Abomino del nacionalismo en
cualquiera de sus manifestaciones, pero sí hay algo que no soporto es a los
políticos que, desde la ‘equidistancia’, se les llena la boca con
manifestaciones de esa índole, para los que la normalidad democrática pasa por
cuestionarse sistemáticamente las instituciones, que no nos representan, a los
tribunales de justicia, lacayos del poder político, a las fuerzas y cuerpos de
seguridad del Estado, aparato represor del régimen postfranquista, al bloque de
leyes constitucionales (de la que los estatutos de autonomía forma parte, por
cierto) y, en particular, a la Constitución, que hay que reformar a toda costa,
aunque no se cuente con el consenso necesario para ello (me pregunto, entonces,
¿cómo?), que lo fían todo a los plebiscitos y a las asambleas, a la voz de la
calle y a las manifestaciones espontáneas de los ciudadanos (a partir de ahora,
tengo que procurar manifestarme más a menudo), y que entienden que los
presuntos autores de delitos tan graves como la prevaricación, la malversación
de caudales públicos o la sedición son presos políticos, aunque, al día
siguiente, queden en libertad con cargos.
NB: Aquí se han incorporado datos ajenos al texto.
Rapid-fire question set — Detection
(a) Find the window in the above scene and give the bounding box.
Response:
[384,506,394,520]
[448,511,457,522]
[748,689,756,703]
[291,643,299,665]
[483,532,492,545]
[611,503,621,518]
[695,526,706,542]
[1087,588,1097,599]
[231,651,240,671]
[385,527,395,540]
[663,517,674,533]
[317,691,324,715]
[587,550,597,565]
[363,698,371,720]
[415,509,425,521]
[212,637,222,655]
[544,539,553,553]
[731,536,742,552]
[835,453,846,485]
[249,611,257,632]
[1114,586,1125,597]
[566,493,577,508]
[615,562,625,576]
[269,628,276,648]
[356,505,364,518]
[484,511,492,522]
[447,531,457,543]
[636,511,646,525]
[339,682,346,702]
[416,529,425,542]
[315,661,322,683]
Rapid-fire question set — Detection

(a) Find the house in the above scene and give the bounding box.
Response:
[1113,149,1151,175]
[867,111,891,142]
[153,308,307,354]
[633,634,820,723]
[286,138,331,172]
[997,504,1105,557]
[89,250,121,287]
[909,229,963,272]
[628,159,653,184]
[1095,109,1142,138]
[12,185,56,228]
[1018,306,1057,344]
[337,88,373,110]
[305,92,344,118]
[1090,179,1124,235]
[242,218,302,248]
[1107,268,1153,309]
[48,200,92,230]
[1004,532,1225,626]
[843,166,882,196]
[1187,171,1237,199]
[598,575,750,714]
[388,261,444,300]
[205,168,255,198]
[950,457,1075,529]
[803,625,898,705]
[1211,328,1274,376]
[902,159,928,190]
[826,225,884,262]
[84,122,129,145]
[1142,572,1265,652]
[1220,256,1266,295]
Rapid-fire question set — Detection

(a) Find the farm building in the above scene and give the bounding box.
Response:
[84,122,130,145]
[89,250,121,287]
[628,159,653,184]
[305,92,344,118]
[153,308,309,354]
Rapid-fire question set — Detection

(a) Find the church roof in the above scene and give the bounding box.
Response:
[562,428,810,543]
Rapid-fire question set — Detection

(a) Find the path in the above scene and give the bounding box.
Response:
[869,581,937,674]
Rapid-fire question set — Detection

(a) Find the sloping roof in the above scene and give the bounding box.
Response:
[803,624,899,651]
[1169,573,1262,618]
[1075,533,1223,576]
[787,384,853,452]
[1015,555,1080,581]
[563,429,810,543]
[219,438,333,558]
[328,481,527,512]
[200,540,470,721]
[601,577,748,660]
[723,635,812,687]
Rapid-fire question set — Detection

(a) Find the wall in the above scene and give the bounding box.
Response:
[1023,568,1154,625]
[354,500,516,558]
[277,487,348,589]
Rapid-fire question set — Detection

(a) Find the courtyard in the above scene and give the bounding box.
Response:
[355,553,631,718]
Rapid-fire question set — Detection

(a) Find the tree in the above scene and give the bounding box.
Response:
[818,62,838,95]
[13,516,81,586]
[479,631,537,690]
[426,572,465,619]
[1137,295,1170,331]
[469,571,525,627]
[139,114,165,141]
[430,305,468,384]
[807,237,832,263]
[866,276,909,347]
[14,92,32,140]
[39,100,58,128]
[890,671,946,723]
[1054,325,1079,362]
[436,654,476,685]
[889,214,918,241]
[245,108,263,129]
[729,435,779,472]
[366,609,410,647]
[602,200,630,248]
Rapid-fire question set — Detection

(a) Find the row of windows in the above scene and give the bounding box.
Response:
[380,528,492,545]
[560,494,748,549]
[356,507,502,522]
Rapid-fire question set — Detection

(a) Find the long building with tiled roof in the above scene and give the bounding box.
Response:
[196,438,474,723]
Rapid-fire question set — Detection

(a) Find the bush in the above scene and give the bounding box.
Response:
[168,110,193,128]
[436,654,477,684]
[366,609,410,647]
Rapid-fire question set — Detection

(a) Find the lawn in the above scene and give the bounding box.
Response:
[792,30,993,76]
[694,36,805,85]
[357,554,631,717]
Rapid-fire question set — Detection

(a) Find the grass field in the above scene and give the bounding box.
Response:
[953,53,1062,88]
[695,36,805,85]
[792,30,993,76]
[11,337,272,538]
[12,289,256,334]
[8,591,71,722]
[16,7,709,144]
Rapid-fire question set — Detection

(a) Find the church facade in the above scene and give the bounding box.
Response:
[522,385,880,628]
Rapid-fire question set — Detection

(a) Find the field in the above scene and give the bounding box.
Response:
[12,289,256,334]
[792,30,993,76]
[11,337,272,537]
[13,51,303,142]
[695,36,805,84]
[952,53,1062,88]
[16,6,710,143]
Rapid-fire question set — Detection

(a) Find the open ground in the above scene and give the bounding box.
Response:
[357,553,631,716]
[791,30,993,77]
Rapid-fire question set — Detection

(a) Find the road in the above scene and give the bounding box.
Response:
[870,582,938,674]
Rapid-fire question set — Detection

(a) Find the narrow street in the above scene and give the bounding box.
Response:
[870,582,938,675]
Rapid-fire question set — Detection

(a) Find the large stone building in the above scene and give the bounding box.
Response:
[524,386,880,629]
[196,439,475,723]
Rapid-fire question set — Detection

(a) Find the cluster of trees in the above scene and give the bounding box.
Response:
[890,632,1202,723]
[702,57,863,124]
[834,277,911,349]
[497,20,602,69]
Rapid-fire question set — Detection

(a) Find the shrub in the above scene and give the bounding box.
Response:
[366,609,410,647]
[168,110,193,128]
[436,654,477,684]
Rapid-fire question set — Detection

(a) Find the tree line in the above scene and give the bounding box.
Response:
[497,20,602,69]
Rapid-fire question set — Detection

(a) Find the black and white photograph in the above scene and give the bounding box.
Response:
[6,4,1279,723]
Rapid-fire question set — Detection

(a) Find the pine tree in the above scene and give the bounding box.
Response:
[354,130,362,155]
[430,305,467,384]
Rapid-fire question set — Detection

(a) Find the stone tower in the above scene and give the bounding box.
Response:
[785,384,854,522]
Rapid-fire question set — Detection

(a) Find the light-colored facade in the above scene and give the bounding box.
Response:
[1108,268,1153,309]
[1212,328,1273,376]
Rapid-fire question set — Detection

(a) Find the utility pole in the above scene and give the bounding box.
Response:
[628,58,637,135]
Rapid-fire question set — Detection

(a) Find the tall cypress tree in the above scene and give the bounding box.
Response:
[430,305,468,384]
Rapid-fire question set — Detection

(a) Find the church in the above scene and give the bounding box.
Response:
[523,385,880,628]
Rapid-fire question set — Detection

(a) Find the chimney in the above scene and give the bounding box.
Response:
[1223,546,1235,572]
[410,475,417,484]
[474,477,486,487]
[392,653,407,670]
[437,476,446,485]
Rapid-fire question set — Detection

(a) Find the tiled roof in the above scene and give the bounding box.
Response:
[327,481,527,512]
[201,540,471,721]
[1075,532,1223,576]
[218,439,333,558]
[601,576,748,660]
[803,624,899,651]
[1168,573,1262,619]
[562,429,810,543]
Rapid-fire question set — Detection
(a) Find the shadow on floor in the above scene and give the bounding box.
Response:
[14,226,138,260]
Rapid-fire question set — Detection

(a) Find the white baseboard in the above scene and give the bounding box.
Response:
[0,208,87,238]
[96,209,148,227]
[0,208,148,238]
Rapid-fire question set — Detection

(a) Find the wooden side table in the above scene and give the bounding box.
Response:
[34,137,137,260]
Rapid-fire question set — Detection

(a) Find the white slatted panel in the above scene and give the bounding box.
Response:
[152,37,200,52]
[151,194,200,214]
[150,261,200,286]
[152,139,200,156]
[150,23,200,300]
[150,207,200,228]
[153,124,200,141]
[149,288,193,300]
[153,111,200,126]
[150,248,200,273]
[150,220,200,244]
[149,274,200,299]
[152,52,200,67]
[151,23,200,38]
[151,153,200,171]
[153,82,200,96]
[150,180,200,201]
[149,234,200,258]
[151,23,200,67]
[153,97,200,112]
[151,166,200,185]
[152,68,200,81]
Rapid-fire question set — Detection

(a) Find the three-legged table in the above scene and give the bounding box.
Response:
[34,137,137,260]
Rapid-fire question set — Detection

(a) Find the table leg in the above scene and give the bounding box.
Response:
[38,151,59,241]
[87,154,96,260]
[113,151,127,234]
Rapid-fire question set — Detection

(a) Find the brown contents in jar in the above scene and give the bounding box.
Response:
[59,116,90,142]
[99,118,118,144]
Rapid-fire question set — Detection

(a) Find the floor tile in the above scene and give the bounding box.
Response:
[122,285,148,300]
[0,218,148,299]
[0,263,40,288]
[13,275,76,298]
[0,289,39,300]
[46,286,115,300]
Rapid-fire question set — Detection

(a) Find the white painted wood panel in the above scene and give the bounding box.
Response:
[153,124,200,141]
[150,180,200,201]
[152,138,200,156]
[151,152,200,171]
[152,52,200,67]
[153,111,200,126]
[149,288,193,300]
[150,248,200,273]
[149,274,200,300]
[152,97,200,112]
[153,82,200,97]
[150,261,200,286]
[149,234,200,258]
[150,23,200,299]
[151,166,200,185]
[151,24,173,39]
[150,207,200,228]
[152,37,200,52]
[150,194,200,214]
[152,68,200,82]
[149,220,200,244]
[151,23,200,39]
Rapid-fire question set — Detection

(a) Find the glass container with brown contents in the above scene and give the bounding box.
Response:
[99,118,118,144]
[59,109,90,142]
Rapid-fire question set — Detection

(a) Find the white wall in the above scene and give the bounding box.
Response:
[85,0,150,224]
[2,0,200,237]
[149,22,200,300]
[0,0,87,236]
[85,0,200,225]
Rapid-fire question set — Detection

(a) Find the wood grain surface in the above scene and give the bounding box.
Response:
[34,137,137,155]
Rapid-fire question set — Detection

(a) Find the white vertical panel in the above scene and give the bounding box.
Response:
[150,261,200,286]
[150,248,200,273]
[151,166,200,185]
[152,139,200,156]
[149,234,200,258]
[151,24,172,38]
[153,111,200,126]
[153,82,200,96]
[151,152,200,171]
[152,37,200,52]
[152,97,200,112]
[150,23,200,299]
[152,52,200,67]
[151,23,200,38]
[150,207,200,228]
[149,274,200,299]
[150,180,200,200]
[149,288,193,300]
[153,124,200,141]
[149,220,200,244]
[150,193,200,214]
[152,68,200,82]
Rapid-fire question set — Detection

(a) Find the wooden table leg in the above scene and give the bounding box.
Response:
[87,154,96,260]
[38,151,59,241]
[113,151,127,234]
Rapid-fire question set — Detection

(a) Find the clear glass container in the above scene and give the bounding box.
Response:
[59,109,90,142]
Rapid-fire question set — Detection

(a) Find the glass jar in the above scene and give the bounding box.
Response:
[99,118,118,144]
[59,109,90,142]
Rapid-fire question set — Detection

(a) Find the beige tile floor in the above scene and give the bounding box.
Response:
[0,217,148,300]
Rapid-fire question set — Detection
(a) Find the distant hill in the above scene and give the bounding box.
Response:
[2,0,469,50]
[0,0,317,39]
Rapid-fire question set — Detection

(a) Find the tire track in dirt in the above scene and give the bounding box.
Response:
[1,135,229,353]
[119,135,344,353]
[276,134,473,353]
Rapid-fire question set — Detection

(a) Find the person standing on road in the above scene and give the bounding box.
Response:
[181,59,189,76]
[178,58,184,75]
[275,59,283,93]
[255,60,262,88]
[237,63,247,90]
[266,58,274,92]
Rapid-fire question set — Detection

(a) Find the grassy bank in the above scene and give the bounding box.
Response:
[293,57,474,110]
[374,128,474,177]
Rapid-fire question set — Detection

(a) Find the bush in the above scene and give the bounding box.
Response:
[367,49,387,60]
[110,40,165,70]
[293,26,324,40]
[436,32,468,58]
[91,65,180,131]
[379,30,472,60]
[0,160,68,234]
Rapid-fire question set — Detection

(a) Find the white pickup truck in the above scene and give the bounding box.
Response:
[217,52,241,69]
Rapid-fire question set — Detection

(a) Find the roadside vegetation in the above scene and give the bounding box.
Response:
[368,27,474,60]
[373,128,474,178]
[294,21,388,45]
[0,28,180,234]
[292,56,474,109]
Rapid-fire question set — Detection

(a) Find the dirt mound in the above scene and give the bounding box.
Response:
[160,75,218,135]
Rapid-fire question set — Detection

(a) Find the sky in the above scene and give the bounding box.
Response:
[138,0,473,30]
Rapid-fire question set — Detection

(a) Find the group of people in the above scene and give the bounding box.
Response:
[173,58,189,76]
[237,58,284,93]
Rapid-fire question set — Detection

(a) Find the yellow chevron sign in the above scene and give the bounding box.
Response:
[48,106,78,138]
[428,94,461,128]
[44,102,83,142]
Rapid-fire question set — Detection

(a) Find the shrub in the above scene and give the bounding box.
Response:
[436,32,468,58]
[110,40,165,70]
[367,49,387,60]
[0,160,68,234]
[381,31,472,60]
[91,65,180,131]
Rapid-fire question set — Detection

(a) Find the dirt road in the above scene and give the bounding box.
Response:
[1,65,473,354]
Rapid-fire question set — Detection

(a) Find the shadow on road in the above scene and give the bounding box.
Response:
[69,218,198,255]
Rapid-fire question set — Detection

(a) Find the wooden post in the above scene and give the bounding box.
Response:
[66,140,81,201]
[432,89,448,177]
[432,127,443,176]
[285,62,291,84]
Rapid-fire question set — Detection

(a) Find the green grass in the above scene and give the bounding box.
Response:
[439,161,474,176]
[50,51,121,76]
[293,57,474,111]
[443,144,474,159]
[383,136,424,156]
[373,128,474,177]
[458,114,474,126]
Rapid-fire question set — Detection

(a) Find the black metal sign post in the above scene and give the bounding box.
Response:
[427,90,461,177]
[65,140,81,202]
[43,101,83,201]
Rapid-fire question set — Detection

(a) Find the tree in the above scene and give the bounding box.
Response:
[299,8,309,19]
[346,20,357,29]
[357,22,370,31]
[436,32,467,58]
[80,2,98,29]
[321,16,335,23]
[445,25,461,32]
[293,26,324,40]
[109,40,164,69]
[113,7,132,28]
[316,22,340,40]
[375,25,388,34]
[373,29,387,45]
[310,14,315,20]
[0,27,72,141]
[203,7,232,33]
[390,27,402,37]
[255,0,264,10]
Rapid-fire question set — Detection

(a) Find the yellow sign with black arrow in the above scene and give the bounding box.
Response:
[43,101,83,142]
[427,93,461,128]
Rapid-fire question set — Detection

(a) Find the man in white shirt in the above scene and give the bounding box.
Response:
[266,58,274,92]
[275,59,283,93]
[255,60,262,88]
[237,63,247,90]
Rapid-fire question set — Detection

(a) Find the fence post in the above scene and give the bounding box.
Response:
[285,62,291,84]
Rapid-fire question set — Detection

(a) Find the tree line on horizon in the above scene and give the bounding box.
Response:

Llegados a este punto y aunque
solo la sensatez, la buena voluntad y la generosidad puedan reconducir la
situación a medio y largo plazo (otra cosa es que los políticos que tenemos
tengan estas virtudes y, además, sean capaces de hacerlo) y la mera aplicación
de las normas en vigor no baste para resolver los problemas, la realidad de los
hechos obliga, ahora mismo, a tomar partido, por mucho que nos desagrade el
panorama que se presenta y nos atemoricen las consecuencias.